There’s something weirdly egalitarian about that, the idea that a few dollars buys a visit to your inner VIP, and a few more dollars make you even more “V.” As indulgences go, a $28 movie ticket is practically a bargain, given that regular tickets top $10 — before you get your $6 soda and your $7 popcorn. (SuperLux tickets come with free soft drink refills and all the popcorn you can eat.)

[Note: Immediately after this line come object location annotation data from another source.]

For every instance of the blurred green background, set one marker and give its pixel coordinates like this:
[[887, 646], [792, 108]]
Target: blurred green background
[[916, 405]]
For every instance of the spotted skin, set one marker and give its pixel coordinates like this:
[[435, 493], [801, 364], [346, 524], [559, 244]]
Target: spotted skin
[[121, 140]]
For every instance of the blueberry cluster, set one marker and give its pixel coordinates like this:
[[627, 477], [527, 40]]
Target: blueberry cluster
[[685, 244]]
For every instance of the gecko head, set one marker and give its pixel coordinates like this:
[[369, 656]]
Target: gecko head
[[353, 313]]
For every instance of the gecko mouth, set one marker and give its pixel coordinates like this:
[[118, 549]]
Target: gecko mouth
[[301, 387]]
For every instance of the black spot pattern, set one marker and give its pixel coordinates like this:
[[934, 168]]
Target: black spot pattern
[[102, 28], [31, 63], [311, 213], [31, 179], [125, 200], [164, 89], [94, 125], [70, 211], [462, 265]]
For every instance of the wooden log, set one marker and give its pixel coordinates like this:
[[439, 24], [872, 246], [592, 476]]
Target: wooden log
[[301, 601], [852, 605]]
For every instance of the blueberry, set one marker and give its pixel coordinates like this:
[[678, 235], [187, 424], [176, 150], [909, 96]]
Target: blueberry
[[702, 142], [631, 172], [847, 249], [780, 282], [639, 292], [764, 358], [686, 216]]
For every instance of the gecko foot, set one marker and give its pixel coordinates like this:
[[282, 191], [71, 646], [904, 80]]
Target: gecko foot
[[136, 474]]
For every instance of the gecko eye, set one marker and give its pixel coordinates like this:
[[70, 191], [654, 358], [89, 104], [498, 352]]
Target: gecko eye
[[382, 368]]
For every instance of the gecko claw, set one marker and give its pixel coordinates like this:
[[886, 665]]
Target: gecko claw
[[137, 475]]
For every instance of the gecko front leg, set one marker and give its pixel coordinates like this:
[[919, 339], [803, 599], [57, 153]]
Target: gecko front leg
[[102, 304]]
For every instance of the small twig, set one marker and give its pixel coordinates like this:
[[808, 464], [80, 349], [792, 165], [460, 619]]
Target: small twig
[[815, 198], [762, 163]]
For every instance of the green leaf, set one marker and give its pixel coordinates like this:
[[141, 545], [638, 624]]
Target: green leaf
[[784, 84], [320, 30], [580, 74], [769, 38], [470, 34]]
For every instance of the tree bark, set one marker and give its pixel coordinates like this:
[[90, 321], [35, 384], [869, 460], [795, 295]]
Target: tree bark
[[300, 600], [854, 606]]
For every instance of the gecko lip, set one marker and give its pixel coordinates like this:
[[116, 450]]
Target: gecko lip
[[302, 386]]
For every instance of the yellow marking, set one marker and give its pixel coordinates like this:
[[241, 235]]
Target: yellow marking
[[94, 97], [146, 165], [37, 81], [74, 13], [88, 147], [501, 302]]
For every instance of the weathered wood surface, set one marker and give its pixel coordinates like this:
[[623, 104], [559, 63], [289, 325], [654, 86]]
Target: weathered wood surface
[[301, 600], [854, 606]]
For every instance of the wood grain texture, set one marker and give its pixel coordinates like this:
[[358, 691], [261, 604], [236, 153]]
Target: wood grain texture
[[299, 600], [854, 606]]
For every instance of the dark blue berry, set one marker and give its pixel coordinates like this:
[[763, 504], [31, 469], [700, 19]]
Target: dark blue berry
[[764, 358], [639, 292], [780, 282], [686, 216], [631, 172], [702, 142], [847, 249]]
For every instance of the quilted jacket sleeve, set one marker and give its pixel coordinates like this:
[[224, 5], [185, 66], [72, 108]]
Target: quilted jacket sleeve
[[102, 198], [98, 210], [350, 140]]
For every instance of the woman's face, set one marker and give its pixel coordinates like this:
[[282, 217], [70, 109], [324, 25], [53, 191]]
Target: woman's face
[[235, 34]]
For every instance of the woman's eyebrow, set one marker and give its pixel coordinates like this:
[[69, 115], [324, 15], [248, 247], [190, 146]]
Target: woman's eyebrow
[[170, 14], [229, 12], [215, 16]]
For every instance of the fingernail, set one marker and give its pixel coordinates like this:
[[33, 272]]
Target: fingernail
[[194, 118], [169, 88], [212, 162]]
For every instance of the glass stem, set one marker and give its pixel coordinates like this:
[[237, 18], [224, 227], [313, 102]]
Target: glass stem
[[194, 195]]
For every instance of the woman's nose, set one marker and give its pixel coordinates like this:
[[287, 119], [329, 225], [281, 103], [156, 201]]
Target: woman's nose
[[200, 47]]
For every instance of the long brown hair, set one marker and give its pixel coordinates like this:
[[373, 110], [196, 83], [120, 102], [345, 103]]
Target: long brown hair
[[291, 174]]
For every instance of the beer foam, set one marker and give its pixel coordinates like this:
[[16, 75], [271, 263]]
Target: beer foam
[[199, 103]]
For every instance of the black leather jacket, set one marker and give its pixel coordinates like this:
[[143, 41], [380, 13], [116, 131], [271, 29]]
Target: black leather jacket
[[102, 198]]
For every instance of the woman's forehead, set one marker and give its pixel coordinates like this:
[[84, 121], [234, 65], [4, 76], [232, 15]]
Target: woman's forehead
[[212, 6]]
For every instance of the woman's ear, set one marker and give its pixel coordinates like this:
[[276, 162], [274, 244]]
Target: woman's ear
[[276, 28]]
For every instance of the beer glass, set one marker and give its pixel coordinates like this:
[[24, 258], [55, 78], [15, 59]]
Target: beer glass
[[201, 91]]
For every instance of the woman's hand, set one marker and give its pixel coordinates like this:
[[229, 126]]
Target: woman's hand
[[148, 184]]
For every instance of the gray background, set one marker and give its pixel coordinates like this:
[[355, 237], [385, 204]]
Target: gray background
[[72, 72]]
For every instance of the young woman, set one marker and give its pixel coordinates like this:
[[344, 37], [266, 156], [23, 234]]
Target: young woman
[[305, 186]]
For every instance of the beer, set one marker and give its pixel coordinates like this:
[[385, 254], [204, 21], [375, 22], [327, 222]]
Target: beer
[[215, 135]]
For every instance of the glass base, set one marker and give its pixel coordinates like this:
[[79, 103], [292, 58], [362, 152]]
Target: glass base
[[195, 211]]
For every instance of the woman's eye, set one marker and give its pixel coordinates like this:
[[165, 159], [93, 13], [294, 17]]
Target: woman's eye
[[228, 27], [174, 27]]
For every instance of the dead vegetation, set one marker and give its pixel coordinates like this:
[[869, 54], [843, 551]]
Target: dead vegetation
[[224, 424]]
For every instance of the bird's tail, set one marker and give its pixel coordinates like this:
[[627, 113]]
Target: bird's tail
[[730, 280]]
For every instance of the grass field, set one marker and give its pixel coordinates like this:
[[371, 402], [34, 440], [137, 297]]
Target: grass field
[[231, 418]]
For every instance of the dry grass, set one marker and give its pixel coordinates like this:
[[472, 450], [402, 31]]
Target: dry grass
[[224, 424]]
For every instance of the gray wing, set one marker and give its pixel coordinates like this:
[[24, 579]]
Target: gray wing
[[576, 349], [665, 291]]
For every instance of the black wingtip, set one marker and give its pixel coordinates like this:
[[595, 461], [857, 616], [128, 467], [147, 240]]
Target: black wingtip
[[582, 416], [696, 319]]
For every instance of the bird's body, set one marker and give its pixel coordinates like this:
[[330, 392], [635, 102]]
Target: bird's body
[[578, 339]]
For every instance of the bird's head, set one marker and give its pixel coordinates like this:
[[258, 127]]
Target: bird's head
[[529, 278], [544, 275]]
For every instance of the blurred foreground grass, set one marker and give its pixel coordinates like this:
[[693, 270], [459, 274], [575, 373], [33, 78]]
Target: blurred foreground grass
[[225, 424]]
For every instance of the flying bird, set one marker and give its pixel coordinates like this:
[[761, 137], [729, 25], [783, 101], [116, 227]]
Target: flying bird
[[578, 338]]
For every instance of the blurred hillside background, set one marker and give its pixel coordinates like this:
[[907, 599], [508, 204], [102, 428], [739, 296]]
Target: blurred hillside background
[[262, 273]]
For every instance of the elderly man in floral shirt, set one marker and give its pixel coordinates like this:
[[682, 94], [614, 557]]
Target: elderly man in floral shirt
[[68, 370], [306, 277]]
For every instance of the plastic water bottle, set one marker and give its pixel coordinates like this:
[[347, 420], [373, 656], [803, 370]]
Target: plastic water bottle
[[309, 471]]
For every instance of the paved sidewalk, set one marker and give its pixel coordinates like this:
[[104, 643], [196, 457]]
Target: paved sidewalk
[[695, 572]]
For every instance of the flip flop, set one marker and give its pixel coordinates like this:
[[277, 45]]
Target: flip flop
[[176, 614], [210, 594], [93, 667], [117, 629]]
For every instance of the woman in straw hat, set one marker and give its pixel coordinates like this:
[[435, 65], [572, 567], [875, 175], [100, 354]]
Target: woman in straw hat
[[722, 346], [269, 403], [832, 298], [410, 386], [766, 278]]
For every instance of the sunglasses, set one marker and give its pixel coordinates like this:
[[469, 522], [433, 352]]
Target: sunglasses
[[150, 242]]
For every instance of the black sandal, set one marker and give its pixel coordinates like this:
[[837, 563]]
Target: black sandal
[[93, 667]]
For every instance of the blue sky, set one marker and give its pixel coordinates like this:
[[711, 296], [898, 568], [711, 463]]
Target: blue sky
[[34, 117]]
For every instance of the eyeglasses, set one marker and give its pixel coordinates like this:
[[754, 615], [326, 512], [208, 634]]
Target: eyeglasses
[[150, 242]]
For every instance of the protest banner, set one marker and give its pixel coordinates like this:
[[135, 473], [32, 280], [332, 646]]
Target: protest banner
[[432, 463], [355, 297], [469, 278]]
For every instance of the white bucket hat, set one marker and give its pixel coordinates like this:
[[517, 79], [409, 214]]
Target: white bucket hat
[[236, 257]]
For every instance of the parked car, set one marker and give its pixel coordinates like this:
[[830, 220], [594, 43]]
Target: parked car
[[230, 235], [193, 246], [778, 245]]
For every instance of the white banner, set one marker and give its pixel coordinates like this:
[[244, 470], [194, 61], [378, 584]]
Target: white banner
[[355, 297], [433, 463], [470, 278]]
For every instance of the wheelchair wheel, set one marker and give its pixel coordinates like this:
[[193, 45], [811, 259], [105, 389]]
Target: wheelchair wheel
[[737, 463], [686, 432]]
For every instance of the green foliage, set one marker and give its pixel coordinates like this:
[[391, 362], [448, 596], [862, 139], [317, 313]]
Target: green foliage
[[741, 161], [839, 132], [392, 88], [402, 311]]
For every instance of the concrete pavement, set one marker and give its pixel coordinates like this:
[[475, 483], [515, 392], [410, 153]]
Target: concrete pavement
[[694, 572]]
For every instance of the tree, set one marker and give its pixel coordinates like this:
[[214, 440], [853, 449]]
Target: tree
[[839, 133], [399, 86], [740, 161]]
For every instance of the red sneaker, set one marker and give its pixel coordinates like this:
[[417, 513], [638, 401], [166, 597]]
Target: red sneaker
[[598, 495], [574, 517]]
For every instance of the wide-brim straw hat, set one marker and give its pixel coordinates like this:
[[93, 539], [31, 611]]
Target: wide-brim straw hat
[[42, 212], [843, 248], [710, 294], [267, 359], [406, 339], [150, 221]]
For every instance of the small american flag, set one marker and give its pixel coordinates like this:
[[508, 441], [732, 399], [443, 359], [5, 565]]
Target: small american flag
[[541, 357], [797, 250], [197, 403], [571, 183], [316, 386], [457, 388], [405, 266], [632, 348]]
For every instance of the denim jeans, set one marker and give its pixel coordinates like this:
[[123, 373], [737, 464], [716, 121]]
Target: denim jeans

Redstone calls SuperLux “a luxury moviegoing experience for the masses,” and the “mass” part is important. We luxury pretenders, gathered in one fancy room, still have one advantage over the super-rich in their screening rooms at home: We get to watch the movies in the same room, sobbing together at tragedy or cheering together at explosions.

And if being pampered while reclining in a lounger is the sacrifice we need — the slightly-elevated price of keeping the collective movie experience alive — well, pass me the iPad. I have sashimi to order.